A 61-year-old man with history of type 2 diabetes, hypertension, hyperlipidemia, and end stage kidney disease (ESKD) presented in August 2022 with acute onset right lower quadrant (RLQ) abdominal pain. He had a deceased donor kidney transplant in December 2018 and his post-transplant course had been complicated by multiple episodes of acute antibody- and cell-mediated rejection. During this time, his immunosuppression was adjusted multiple times and in June 2022, he was admitted for volume overload and hyperkalemia and was initiated on hemodialysis. On that discharge, he was instructed to continue on a prednisone taper and mycophenolate. Despite these instructions, the patient stopped taking his immunosuppression on his own and subsequently presented with abdominal pain in August 2022.
On exam, he was hypertensive to 190/76 and had tenderness to palpation over his allograft. Computerized tomography (CT) of his abdomen showed that his allograft kidney was enlarged at 14 cm by length. A diagnosis of GIS was made. A multidisciplinary discussion between transplant surgery, transplant nephrology, and interventional radiology (IR) occurred and in the end, percutaneous renal artery embolization was pursued by IR. His symptoms resolved, and he was discharged 2 days after the procedure.

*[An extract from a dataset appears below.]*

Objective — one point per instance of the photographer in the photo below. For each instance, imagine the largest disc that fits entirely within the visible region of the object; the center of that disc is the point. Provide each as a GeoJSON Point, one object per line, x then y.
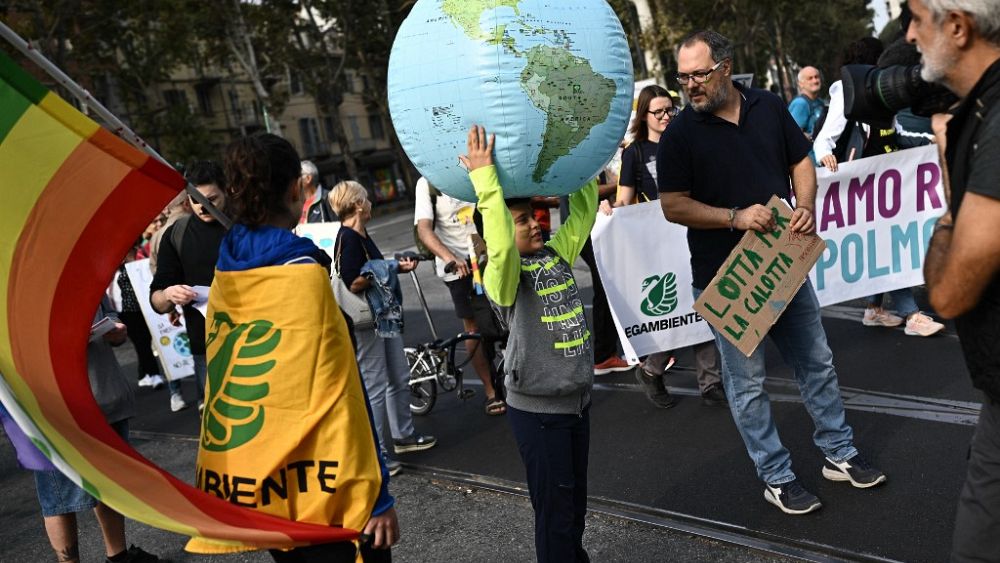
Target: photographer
{"type": "Point", "coordinates": [961, 50]}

Traditionally, when GIS is treated with transplant nephrectomy, reported complications include infection, bleeding, human leukocyte antigen sensitization, and death. Transplant renal artery embolization is less invasive, associated with shorter length of stay and, in some studies, with reduced mortality and morbidity. Our patient obtained almost immediate relief with a much less invasive approach and continues to be symptom free. In summary, this case illustrates that renal artery embolization of the allograft can be an effective and safe alternative to transplant nephrectomy in patients with GIS.